Hobbies & fun

Crosswords, Solitaire, and Classic Games Worth Playing

Illustration of a crossword puzzle and playing cards

A reader emailed me in March to ask whether smartphone games are "okay." She'd downloaded one her granddaughter mentioned, played it for a week, and was suddenly being charged $9.99 a month for something called a "VIP Pass" she didn't remember buying. She wanted to know whether the whole category was a scam or whether some games were actually decent.

The answer is: most are dressed-up casinos. A few are genuinely lovely. Here are the ones I'd trust, the ones I'd avoid, and how to tell the difference.

Crosswords

The New York Times Crossword app is the gold standard. About $5 a month or $40 a year. Daily puzzle, all the archive going back to 1993, plus the smaller Mini and Spelling Bee. If you've done the Sunday Times crossword on paper for forty years, this is the same puzzle on a smaller screen with the same constructors.

For free alternatives, the LA Times Crossword and the Universal Daily Crossword apps both offer one free puzzle a day. The puzzles are easier than the Times but solidly constructed.

For variety, Crosswords With Friends and Daily Themed Crossword are pleasant casual options. Be careful with the in-app currency systems on these — they want you to buy "hint coins" that you don't need.

Solitaire

The honest answer here is that most solitaire apps are stuffed with so many ads that the game is a chore. The exceptions are worth knowing.

Microsoft Solitaire Collection is free, ad-supported, with the option to pay $20 a year to remove the ads. Same Klondike, FreeCell, Spider, TriPeaks, and Pyramid games you've played for years. If you grew up with the Windows version, this is essentially the same product.

For iPhone specifically, "Solitaire" by Brainium Studios is what I recommend. Clean interface, reasonable ads, an option to pay once for premium and never see them again.

Avoid any solitaire app that has "Cash" or "Win" in the name. These are gambling apps in disguise — you play solitaire, the app says you can win prize money, you can't unless you pay in first. Skip them entirely.

Mahjong, Sudoku, and word puzzles

Mahjong: the version by Mobilityware (the Solitaire company) is reliable. Match pairs of tiles to clear the board. Soothing. Free with ads or $5 to remove them.

Sudoku: the New York Times Games app includes Sudoku alongside the crosswords. For a free alternative, "Sudoku.com" by Easybrain has a clean interface and isn't aggressively monetized.

Word puzzles: Wordle (the original, now owned by the Times) is free in a browser at nytimes.com/games/wordle. The app version comes with the broader Games subscription. Other lovely free word puzzles include Wordament and the daily Spelling Bee.
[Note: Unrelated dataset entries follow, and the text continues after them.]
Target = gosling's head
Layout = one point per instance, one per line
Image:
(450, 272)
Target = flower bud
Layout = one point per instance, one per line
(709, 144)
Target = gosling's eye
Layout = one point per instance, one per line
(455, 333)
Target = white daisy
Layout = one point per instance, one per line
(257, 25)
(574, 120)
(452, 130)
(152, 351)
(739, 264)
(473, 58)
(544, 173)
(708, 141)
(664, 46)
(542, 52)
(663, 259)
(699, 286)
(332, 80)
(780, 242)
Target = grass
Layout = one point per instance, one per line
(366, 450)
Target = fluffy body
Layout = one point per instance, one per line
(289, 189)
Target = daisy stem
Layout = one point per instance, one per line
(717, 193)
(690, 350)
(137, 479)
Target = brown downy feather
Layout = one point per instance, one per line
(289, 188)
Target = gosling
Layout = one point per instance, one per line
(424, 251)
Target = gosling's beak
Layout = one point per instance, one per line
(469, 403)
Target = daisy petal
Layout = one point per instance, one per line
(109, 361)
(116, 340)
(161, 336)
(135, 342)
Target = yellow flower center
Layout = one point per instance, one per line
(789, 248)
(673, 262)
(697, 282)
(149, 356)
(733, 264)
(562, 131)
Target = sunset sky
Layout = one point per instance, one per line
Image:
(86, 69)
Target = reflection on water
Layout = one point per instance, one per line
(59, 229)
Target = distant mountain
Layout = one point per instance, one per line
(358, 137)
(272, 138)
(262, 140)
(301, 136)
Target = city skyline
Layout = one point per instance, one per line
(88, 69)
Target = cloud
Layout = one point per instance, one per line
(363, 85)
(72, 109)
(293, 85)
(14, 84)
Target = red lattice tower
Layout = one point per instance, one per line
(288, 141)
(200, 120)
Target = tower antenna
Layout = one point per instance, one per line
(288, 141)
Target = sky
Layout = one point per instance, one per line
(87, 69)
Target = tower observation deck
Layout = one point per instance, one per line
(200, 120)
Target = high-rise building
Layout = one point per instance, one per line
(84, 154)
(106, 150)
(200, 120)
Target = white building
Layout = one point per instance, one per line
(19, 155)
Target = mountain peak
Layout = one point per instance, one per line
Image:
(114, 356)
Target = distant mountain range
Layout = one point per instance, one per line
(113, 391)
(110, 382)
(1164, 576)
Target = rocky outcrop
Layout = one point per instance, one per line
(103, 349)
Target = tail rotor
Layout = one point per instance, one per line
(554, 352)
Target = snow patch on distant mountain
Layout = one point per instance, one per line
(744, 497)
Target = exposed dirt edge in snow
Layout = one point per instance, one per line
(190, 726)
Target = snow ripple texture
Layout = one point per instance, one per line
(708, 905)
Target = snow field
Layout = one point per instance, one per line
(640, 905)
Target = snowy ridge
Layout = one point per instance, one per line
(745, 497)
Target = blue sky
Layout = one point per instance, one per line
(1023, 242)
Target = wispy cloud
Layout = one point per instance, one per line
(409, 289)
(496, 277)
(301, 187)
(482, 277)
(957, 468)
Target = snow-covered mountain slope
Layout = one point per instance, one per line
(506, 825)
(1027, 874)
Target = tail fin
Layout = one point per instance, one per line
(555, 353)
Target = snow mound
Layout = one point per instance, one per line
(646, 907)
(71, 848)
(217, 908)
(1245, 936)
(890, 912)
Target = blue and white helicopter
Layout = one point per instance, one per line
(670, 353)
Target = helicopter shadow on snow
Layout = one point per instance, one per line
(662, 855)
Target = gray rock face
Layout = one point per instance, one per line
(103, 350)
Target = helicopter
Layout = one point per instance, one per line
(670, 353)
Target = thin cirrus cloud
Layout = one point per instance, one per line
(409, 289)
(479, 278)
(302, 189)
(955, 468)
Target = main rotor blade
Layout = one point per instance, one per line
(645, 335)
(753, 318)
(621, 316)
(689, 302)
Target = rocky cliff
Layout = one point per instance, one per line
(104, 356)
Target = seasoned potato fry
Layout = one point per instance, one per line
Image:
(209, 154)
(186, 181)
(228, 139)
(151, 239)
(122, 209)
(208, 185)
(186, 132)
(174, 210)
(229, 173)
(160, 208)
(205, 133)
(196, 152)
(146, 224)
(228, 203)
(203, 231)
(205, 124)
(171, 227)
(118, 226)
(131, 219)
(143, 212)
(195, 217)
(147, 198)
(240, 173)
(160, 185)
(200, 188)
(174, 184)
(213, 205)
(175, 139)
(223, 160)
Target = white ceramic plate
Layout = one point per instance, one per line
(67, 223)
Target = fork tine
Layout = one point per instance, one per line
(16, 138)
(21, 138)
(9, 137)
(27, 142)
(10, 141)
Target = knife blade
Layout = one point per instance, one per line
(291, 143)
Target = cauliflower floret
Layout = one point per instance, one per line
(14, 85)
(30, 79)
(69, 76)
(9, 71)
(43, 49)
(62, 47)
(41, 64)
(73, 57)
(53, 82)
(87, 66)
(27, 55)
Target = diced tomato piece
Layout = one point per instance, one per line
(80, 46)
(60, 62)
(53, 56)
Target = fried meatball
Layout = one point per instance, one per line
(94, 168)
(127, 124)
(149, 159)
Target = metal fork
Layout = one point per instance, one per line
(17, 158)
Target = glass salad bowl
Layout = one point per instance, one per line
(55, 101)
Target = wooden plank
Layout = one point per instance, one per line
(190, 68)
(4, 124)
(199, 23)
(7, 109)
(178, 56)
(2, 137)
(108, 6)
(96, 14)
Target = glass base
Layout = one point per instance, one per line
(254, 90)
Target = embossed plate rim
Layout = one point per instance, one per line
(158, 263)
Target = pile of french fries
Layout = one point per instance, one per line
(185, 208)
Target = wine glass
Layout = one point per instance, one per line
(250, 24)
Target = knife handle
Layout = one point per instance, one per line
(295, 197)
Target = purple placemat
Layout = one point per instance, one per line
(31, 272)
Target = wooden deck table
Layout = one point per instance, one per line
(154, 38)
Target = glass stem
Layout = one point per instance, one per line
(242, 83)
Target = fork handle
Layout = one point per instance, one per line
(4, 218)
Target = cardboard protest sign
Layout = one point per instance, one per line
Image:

What to avoid, in plain language

Any game that asks for your credit card before you've played a single round.

Any game that says "this game contains gambling-style features" in the fine print on the App Store page. These are usually slot-machine games dressed up as something else.

Any game with "VIP" or "Premium Pass" recurring subscriptions that you didn't explicitly seek out. The reader's $9.99 surprise was almost certainly this pattern.

Any game that uses the words "free" but requires watching a 30-second ad to do anything. These are unwatchable.

Games with names that mimic real brands — "Solitaire Cash," "Spider Solitaire VIP," anything with random capitalizations or numbers — are usually clones designed to confuse you.

The check before you install

Before installing any game, scroll down on the App Store or Play Store page to the section labeled "In-App Purchases" (Apple) or "Contains ads / In-app purchases" (Google). If you see a long list with prices like "$9.99," "$19.99," "$49.99," "$99.99" — the game's business model is selling those purchases, and the game is designed to make you want them.

Games that are honestly one-time purchases ("$3.99 to remove ads forever") or honestly free ("ad-supported, no in-app purchases") are the safer bets. The free-but-with-ten-different-subscription-tiers games are the trap.

How to cancel a subscription you didn't mean to start

If you've already done what the reader did, here's the fix.

iPhone: Settings → tap your name at the top → Subscriptions. The list shows every active subscription, including the games. Tap the one you didn't mean to start, scroll to the bottom, tap Cancel Subscription.

Android: Open the Play Store → tap your profile photo → Payments & subscriptions → Subscriptions. Same list. Tap to cancel.

If the subscription has already charged you and you want a refund, both Apple and Google have a "Report a Problem" link on the original purchase receipt email. The success rate is moderate — usually about 50/50 for accidental subscriptions. Worth trying.

The version of games that's good

My mother plays the daily Times crossword on her iPad every morning with her coffee. She's been at it for three years. The puzzle costs her about $40 a year. She does the Spelling Bee after, also through the Times Games app, also included.

That's the version of phone games that's worth doing. A small daily ritual, a real intellectual exercise, a fair price, no manipulation. The slot-machine-with-a-cartoon-frog version of phone games exists in the same App Store but is a different category entirely. Stay on the right side of the line and the games are genuinely pleasant.